Thursday, August 06, 2015

"Independent" reports aren't

How do privatised prison providers get such glowing reports? The same way tobacco companies get "scientific evidence" that smoking doesn't cause cancer: bribery:
A former prisons chief who wrote a glowing “independent” report about a controversial youth offender unit run by G4S had previously been paid thousands of pounds as a consultant for the private security firm, the Guardian has learned.

Sir Martin Narey, former director general of the prison service, published a report in July on Rainsbrook secure training centre in which he wrote that “very challenging children” were treated “overwhelmingly well”. He concluded: “My test in visiting places of custody for over 30 years is to reflect about how I’d feel if my son or daughter were incarcerated there. In Rainsbrook’s case, I would consider him or she to be safe and to be generally well treated.”

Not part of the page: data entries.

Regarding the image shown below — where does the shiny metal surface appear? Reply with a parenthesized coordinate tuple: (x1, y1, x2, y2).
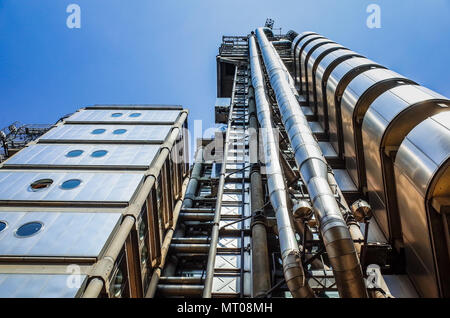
(293, 33, 324, 90)
(0, 211, 121, 258)
(40, 124, 172, 144)
(0, 171, 144, 204)
(249, 35, 313, 298)
(326, 57, 385, 158)
(341, 68, 414, 190)
(256, 28, 367, 298)
(394, 112, 450, 297)
(66, 109, 181, 124)
(3, 144, 160, 170)
(0, 274, 87, 298)
(315, 49, 363, 133)
(362, 85, 450, 240)
(306, 43, 346, 108)
(292, 32, 317, 86)
(300, 38, 335, 97)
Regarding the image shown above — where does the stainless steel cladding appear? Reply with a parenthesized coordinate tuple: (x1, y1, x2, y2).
(40, 124, 172, 144)
(4, 144, 161, 170)
(325, 57, 385, 159)
(300, 38, 335, 98)
(0, 105, 189, 298)
(306, 43, 346, 109)
(361, 85, 449, 243)
(394, 112, 450, 297)
(249, 35, 313, 298)
(292, 32, 322, 90)
(315, 49, 363, 134)
(340, 68, 415, 192)
(256, 27, 368, 298)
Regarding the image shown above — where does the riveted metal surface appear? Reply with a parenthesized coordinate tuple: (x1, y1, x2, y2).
(40, 124, 172, 144)
(340, 68, 414, 189)
(0, 171, 144, 205)
(66, 109, 181, 124)
(315, 49, 362, 133)
(3, 144, 160, 170)
(0, 211, 121, 258)
(0, 274, 88, 298)
(326, 57, 385, 158)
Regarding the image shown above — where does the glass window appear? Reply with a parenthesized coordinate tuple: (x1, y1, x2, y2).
(15, 222, 43, 238)
(111, 113, 123, 118)
(0, 221, 7, 233)
(66, 150, 84, 158)
(113, 129, 127, 135)
(60, 179, 82, 190)
(91, 150, 108, 158)
(91, 128, 106, 135)
(30, 179, 53, 191)
(129, 113, 142, 118)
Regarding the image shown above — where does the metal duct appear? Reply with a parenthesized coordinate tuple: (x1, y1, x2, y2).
(255, 27, 368, 298)
(286, 30, 299, 41)
(249, 35, 314, 298)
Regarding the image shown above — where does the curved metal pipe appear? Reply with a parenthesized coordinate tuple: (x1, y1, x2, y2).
(249, 35, 314, 298)
(255, 27, 368, 298)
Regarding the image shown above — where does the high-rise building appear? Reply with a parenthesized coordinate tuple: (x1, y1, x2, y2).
(0, 23, 449, 299)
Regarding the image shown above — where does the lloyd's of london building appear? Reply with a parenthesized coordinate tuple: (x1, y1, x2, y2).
(0, 22, 449, 298)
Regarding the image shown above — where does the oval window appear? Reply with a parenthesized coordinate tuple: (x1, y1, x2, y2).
(60, 179, 82, 190)
(30, 179, 53, 191)
(91, 128, 106, 135)
(66, 150, 84, 158)
(113, 129, 127, 135)
(91, 150, 108, 158)
(111, 113, 123, 118)
(15, 222, 43, 238)
(0, 221, 7, 233)
(129, 113, 142, 118)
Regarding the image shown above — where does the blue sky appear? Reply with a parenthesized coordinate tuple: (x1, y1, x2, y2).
(1, 0, 449, 142)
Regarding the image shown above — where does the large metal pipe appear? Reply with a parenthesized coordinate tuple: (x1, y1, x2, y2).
(248, 84, 272, 297)
(184, 148, 204, 209)
(255, 28, 368, 298)
(249, 35, 314, 298)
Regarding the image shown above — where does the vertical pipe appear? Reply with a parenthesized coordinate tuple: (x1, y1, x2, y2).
(248, 84, 272, 297)
(249, 35, 314, 298)
(255, 27, 367, 298)
(202, 65, 238, 298)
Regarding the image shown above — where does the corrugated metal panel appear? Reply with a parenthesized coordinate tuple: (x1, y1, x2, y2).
(39, 125, 172, 144)
(3, 144, 160, 169)
(0, 211, 121, 258)
(0, 171, 144, 204)
(0, 274, 87, 298)
(66, 109, 181, 124)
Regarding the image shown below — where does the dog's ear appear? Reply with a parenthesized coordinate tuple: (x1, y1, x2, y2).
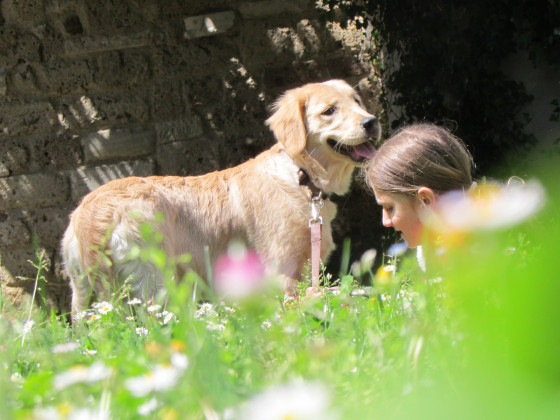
(266, 88, 307, 157)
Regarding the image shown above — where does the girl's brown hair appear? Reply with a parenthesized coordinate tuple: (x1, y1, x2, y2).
(365, 124, 474, 195)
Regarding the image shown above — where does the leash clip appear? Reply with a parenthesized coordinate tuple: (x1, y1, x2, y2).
(309, 192, 324, 226)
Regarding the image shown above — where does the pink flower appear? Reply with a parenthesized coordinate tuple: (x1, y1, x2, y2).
(213, 242, 266, 298)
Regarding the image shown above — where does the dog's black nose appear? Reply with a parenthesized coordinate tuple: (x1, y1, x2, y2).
(361, 116, 379, 138)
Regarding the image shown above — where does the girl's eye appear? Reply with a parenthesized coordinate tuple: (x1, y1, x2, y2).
(322, 106, 336, 116)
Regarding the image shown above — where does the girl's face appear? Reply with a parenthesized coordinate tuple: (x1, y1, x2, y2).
(373, 189, 428, 248)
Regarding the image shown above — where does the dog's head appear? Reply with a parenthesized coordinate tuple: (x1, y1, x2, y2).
(266, 79, 380, 194)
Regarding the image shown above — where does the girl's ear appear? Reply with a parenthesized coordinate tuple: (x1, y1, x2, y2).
(417, 187, 437, 207)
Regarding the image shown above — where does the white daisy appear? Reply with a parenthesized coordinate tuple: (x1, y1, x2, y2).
(10, 372, 23, 383)
(136, 327, 149, 336)
(51, 342, 80, 354)
(162, 311, 175, 325)
(234, 381, 337, 420)
(125, 363, 185, 397)
(138, 397, 159, 416)
(88, 314, 102, 322)
(96, 302, 113, 315)
(53, 362, 112, 390)
(127, 298, 142, 305)
(22, 320, 35, 334)
(147, 304, 161, 313)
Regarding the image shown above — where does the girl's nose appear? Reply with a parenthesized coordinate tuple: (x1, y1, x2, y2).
(382, 210, 393, 228)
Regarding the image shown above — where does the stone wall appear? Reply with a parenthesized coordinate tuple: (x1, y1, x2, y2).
(0, 0, 383, 312)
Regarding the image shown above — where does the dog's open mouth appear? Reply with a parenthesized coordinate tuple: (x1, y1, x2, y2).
(327, 139, 376, 163)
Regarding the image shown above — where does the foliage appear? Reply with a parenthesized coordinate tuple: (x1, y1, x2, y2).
(321, 0, 560, 174)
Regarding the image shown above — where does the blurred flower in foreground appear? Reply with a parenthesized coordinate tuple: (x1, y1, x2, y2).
(125, 354, 189, 397)
(426, 180, 545, 234)
(231, 380, 338, 420)
(53, 362, 112, 390)
(387, 242, 408, 257)
(351, 248, 377, 278)
(214, 241, 266, 298)
(51, 342, 80, 354)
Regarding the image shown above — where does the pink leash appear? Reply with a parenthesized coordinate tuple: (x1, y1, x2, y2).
(309, 193, 324, 289)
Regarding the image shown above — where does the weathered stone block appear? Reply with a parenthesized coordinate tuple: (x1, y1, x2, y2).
(21, 207, 73, 248)
(8, 63, 42, 97)
(184, 11, 236, 39)
(64, 30, 164, 56)
(76, 93, 151, 127)
(0, 247, 52, 284)
(36, 58, 93, 95)
(0, 101, 59, 138)
(0, 214, 31, 248)
(68, 159, 154, 201)
(0, 139, 29, 176)
(150, 81, 185, 121)
(83, 2, 160, 35)
(52, 95, 103, 130)
(156, 138, 220, 176)
(29, 133, 83, 170)
(0, 26, 42, 68)
(1, 0, 45, 30)
(92, 50, 152, 90)
(0, 172, 69, 210)
(155, 117, 204, 145)
(82, 125, 156, 163)
(0, 68, 6, 97)
(238, 0, 307, 19)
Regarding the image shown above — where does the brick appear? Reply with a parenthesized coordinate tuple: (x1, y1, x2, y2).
(0, 101, 59, 138)
(68, 158, 154, 201)
(184, 11, 236, 39)
(0, 26, 42, 69)
(0, 139, 29, 176)
(53, 95, 104, 131)
(0, 68, 6, 97)
(155, 117, 204, 145)
(0, 213, 31, 248)
(0, 172, 69, 210)
(9, 63, 42, 97)
(18, 207, 72, 248)
(36, 58, 93, 95)
(150, 81, 185, 121)
(83, 2, 161, 35)
(92, 50, 151, 90)
(0, 247, 52, 285)
(238, 0, 306, 19)
(82, 125, 155, 163)
(156, 138, 220, 176)
(1, 0, 45, 30)
(64, 30, 164, 56)
(77, 93, 151, 127)
(29, 133, 83, 170)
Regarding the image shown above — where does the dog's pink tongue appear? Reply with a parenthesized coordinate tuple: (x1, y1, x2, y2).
(352, 142, 376, 159)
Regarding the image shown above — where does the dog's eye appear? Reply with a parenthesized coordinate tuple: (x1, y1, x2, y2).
(322, 106, 336, 116)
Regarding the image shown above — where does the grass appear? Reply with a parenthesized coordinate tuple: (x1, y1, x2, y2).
(1, 170, 559, 419)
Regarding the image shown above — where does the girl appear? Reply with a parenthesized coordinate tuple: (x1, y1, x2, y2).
(364, 123, 474, 250)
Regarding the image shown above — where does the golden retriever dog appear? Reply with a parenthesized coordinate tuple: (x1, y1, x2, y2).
(62, 79, 380, 313)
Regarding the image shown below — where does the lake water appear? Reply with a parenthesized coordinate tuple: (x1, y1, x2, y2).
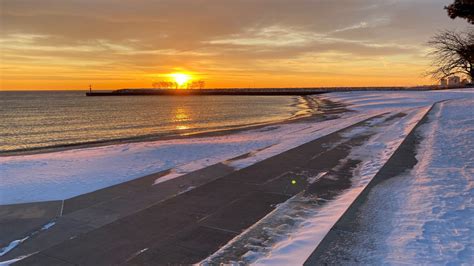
(0, 91, 322, 153)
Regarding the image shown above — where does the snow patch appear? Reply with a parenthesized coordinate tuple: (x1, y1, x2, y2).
(0, 221, 56, 257)
(0, 254, 34, 266)
(0, 237, 29, 257)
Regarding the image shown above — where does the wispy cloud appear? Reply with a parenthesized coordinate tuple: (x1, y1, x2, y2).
(0, 0, 467, 89)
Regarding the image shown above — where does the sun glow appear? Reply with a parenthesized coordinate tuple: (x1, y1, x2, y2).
(170, 73, 191, 87)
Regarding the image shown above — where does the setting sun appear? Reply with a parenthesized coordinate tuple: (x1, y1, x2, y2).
(170, 73, 191, 87)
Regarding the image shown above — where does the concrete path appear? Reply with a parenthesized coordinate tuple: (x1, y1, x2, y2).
(304, 105, 434, 265)
(0, 201, 62, 249)
(1, 163, 233, 261)
(1, 112, 408, 265)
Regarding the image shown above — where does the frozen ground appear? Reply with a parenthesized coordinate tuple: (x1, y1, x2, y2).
(203, 89, 474, 264)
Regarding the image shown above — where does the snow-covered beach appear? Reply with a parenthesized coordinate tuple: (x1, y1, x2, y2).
(1, 89, 473, 264)
(2, 90, 471, 205)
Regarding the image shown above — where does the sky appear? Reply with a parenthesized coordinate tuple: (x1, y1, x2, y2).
(0, 0, 469, 90)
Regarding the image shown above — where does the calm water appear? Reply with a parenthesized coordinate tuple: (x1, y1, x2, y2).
(0, 91, 319, 153)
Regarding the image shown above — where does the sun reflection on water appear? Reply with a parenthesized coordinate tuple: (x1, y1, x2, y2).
(173, 108, 189, 122)
(176, 125, 190, 130)
(173, 107, 191, 130)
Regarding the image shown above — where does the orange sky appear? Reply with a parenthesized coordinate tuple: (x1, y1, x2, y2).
(0, 0, 468, 90)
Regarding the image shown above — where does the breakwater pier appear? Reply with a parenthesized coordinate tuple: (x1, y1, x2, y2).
(85, 87, 436, 96)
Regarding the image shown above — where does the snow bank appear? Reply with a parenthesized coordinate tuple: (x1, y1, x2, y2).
(323, 89, 473, 112)
(348, 98, 473, 264)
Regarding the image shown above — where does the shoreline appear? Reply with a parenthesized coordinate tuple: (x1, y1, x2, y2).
(2, 88, 470, 157)
(0, 98, 348, 157)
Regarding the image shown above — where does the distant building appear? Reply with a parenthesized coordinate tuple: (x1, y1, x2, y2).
(448, 76, 461, 87)
(461, 78, 470, 85)
(440, 78, 448, 87)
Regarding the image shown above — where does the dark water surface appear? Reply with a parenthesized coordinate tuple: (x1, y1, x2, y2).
(0, 91, 320, 153)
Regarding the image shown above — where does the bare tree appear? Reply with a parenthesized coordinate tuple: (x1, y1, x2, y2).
(446, 0, 474, 24)
(189, 80, 206, 89)
(152, 81, 178, 89)
(197, 80, 205, 89)
(427, 30, 474, 80)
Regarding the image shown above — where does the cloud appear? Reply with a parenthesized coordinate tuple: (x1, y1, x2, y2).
(0, 0, 468, 89)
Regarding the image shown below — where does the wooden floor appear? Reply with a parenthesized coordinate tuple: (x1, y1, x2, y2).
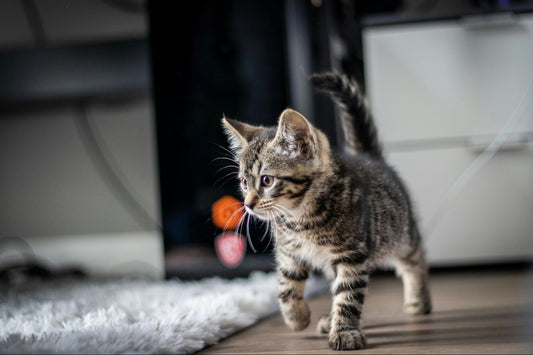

Narey’s verdict was delivered months after a joint report by Ofsted, the Care Quality Commission and the chief inspector of prisons in May into the centre condemned it for a series of failings . It pointed to the dismissal of six members of staff after a series of incidents of gross misconduct, staff who were on drugs on duty, and others who had behaved “extremely inappropriately” with young people, causing distress and humiliation.

Ofsted inspectors, who visited Rainsbrook in February, also revealed that a child who suffered a fracture, possibly as a result of being restrained, did not receive treatment for 15 hours because senior staff overruled clear clinical advice that he needed treatment.


Its the same tactic: the false "independence", the money under the table. But the fact that they have to pay consultants to say nice things about them doesn't make those things true - and in fact suggests the opposite.